The list above is what one could reasonably predict under Taliban rule. It is a simple restatement of what the Taliban did while in power coupled with an assessment of their current aspirations in Pakistan. One could judiciously predict that the best indicator of Taliban intention in a new position of power would be their past behavior while they were in control of the Afghan Government. While I fully support the controlled and orderly withdrawal of combat troops from Iraq that is currently underway, and in due course, the development of a reasonable exit strategy for Afghanistan, linking both policies in exit would be as foolish as joining them was at the start. I want to reemphasize that it was a rush to judgment that fostered the current, less than optimal conditions, in both Theaters of War and caution should be the standard that we employ for any strategic disengagement.
The problems in Afghanistan are much more layered, nuanced and complex. But finding a solution to these problems is essential if we are serious about establishing an enduring era of peace and stability in South Asia with whatever global implication that implies. Solving these problems will require a new, bold and perhaps unconventional pledge by the West. We may have to commit to a generation of cost effective nation building to stabilize this region and ultimately address American interests by helping to build a safe and secure Afghanistan that in its stability poses no threat to its citizens, its neighbors or the world.

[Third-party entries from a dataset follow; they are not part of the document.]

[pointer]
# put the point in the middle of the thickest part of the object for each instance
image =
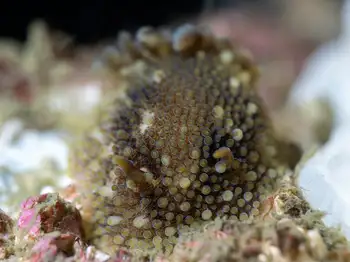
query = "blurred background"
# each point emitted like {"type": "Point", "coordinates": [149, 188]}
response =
{"type": "Point", "coordinates": [48, 84]}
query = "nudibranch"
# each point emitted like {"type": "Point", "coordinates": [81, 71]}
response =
{"type": "Point", "coordinates": [186, 141]}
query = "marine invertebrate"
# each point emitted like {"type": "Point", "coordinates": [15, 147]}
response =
{"type": "Point", "coordinates": [186, 141]}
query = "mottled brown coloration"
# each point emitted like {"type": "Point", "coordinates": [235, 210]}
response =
{"type": "Point", "coordinates": [187, 141]}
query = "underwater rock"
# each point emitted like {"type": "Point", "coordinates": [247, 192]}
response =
{"type": "Point", "coordinates": [48, 213]}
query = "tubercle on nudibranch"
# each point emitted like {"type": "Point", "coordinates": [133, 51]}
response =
{"type": "Point", "coordinates": [186, 141]}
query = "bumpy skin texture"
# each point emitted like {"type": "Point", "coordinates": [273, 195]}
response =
{"type": "Point", "coordinates": [187, 141]}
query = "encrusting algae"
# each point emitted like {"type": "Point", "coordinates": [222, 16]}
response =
{"type": "Point", "coordinates": [185, 142]}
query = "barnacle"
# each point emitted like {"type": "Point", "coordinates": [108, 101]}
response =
{"type": "Point", "coordinates": [186, 141]}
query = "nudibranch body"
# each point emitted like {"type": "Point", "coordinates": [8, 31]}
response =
{"type": "Point", "coordinates": [186, 142]}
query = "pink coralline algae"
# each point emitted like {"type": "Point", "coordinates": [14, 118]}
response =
{"type": "Point", "coordinates": [6, 235]}
{"type": "Point", "coordinates": [48, 213]}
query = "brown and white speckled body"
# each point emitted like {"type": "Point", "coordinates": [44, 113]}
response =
{"type": "Point", "coordinates": [186, 142]}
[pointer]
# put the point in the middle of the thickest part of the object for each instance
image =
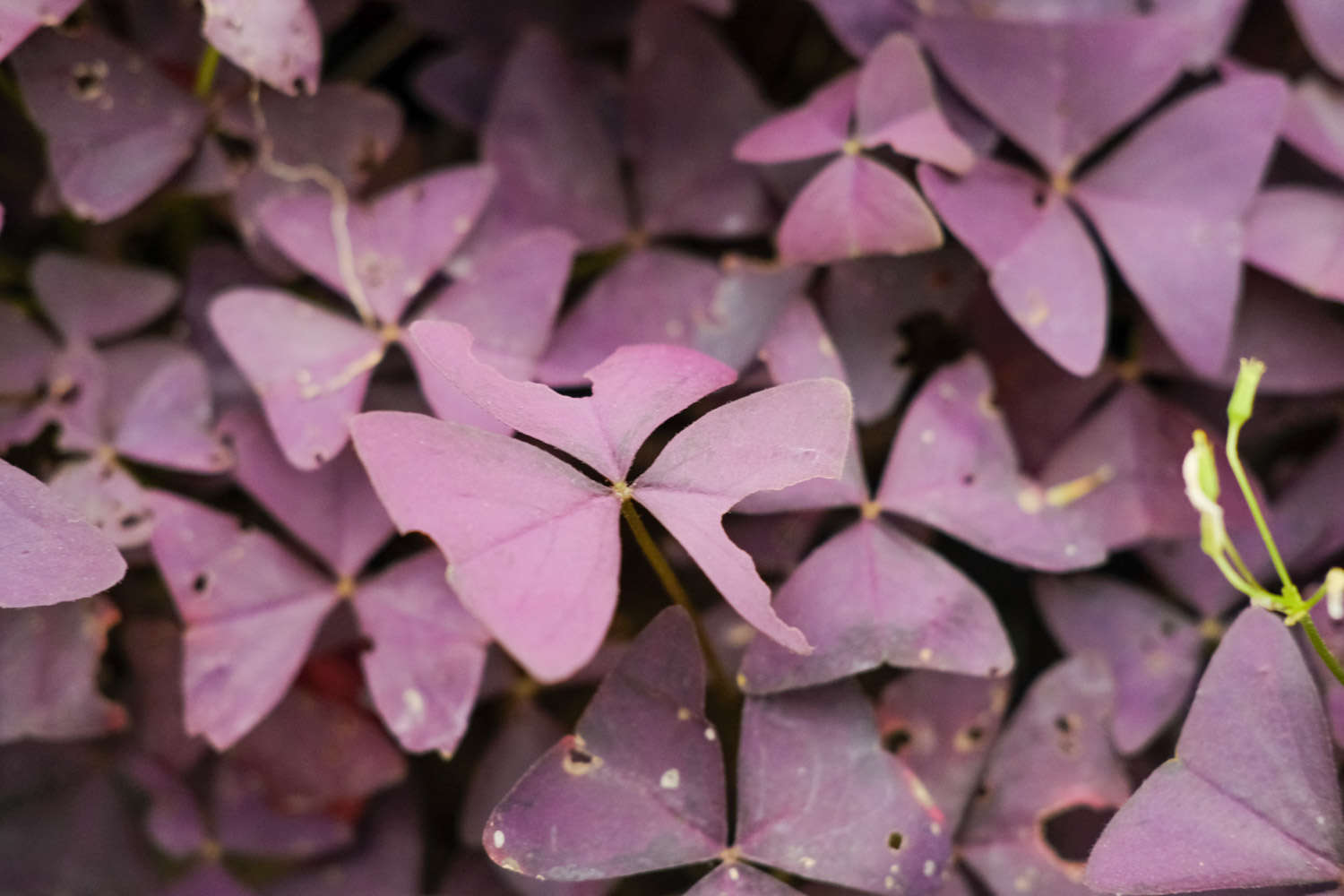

Americans may have forgotten that the people of Afghanistan fought the hot point for our Cold War victory over the Soviet Union. We should all soberly bear in mind that Afghan citizens accepted casualties in massive numbers in pursuit of this goal and when on February 15, 1989 Boris Gromov, the final departing Soviet officer walked across the Pul e Ayraton Bridge in Northern Afghanistan, the consequences of the final chapter of the Great Game, played out in the twentieth century, were ready to be fulfilled and the geopolitical dynamics had been set in place that would ultimately free the Captive Nations of Eastern Europe, bring down the Berlin Wall and as a result of the blood sacrifice of the people of Afghanistan, win the Cold War for America. Twelve years and one day after the invasion of Afghanistan the Soviet Union dissolved.
America owes the Afghan people a moral debt. Open for discussion and deliberation is how one accurately assesses the worth of this kind of ethical obligation. What can be said, with the certainty of historical hindsight, is that abandoning the people of Afghanistan to a hypocritical, harsh, repressive and extremist Taliban theocratic-political agenda that justifies its hatred and violent behavior toward women and minorities as well as toward Americans, behind a thin veneer of literalist religious rhetoric, improper interpretation of scripture and faux public piety, will never serve the interests of Afghanistan. Nor, if history offers any kind of instruction, would a Taliban victory in Afghanistan be in the best interests of the United States of America.